What I have learnt today...

When you grow in the things of God the first evidence of your spiritual growth is the increase of the love nature of God in you. You walk in love, you can't hold people because of something they did to you or said to you. You can't walk in bitterness, you learn to over look those things. You don't number your enemies.

I am checking myself with it and I think I am good but nope my standards aren't good enough but because I am relating with so many people it is difficult to measure it at all. My strongest weakness: the desire for perfection still rears its ugly head from time to time. I choose humility instead and dodge the desire to prove to myself and others that I am perfect. I don't have to be. This is one of the things I have learnt from being in Christ. I am loved just as I am . So I am free to strive to become the best me; the one that God has created me to be.

I just started walking in love recently. In order to walk in love, I have to choose not to judge her or over-analyze their faults as much as it comes easily to me, for the sake of my peace of mind. I also have to decide to use the word of God for myself and not for pointing fingers at others. I also have to consciously decide that my spiritual life is more important me being the judge over others. I don't always succeed at this. I keep at it though because I choose success over failure. Since I am already a success, I am to enforce what God has said in His word. When I get stuck at thinking too much, I just say, "Father, let your mercy cover me".
I know that I have the nature of love in me so I just let that love flow. I may not have succeeded in not numbering my enemies too, instead I walk gently among them, but carefully because I still don't trust them. But I trust God. I trust that God is in charge of my life and that He is using my life for His glory. My prayer is that as I yield to Him, I continue in fellowship with Him and ignore all the distractions around me. He has given me His word about so many things that sometimes my actions are a display of my lack of trust in Him.

1 Tim 4:15 Meditate upon these things; give thyself wholly to them; that thy profiting may appear to all.
When i ask myself what the secret behind my success story is, I can only tell you that I gave myself to the word of God but then even that is not totally true. It is just the mercy of God but I can tell you that when it came to making decisions, i gave God priority. I put Him first. Sometime I hurt myself to do His will. But do you know what God has the nature of love, no be lie! All that He does and says is actually for you and for Him. He takes care of His business.

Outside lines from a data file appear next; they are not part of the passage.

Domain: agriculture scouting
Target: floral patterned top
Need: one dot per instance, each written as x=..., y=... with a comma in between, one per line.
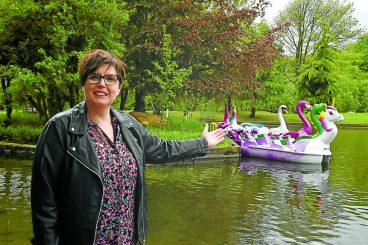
x=115, y=223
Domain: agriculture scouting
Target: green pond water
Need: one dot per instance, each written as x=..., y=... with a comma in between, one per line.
x=234, y=201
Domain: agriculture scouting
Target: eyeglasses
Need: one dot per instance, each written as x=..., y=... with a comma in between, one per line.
x=109, y=79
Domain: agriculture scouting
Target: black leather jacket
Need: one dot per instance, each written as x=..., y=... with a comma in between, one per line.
x=66, y=187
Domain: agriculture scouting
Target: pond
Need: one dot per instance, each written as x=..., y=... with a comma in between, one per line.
x=237, y=201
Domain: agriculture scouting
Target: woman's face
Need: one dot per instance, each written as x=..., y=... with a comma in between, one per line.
x=101, y=95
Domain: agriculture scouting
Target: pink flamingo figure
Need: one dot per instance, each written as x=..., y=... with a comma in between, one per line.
x=226, y=121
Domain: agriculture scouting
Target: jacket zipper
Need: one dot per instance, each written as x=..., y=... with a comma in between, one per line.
x=103, y=192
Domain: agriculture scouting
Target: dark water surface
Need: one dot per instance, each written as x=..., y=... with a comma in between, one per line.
x=245, y=201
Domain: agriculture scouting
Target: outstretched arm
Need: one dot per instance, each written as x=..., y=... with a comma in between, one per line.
x=213, y=137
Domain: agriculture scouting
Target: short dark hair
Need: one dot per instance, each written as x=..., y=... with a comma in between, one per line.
x=96, y=57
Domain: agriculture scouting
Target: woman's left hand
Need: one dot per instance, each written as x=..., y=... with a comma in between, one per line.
x=213, y=137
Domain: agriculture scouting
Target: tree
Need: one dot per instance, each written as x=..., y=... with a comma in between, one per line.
x=169, y=77
x=302, y=21
x=45, y=40
x=317, y=82
x=213, y=38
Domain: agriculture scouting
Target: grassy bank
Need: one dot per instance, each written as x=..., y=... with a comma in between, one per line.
x=26, y=127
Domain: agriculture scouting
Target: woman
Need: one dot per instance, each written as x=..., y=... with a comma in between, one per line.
x=88, y=172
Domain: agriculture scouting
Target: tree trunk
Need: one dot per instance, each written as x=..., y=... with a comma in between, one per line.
x=139, y=101
x=7, y=101
x=123, y=98
x=253, y=112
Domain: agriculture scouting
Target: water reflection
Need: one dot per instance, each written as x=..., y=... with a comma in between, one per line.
x=247, y=201
x=15, y=217
x=295, y=206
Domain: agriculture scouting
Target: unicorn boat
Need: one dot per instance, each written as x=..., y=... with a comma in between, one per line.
x=305, y=149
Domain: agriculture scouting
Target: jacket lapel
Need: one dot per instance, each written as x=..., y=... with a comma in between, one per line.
x=82, y=149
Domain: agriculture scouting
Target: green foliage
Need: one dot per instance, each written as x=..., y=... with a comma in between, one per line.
x=317, y=82
x=303, y=22
x=167, y=74
x=45, y=39
x=279, y=86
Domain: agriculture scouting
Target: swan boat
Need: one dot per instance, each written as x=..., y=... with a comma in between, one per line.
x=302, y=149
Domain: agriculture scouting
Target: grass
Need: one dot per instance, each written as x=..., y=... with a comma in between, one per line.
x=25, y=126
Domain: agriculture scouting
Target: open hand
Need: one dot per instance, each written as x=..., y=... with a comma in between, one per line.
x=213, y=137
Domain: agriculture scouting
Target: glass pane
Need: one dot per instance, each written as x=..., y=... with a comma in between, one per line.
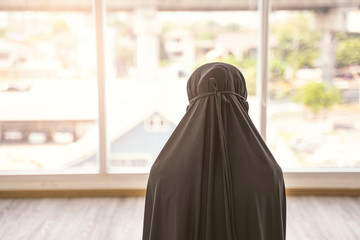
x=314, y=111
x=48, y=91
x=152, y=54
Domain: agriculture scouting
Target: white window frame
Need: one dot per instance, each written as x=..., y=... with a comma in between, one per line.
x=103, y=179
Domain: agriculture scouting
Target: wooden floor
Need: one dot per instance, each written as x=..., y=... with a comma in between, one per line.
x=313, y=218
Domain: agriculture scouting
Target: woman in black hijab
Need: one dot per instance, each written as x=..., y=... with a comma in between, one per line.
x=215, y=178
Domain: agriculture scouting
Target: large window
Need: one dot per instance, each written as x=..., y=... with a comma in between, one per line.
x=151, y=54
x=48, y=91
x=314, y=111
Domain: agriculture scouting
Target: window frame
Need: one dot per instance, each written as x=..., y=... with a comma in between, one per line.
x=104, y=179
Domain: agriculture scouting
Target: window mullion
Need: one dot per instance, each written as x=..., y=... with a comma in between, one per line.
x=99, y=11
x=262, y=64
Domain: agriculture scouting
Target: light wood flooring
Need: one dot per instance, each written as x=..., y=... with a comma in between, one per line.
x=309, y=217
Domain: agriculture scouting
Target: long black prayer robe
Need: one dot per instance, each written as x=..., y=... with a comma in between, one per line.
x=215, y=178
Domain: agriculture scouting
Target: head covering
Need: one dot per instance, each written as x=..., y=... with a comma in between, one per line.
x=215, y=178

Someone said, you will always win so long as you keep standing. If you give in, it is because you did not understand that the devil is a defeated foe. He has no power, don't let other people's experiences or your own convince you otherwise.

God is merciful. 
If anyone contests this statement, all I have to say is: try going one day without the mercy of God and see what a wreck you would be. I used to be more self-righteous than anyone else, tis why I laugh at self-righteous people, because they will refuse the grace and mercy of God because they don't need Him.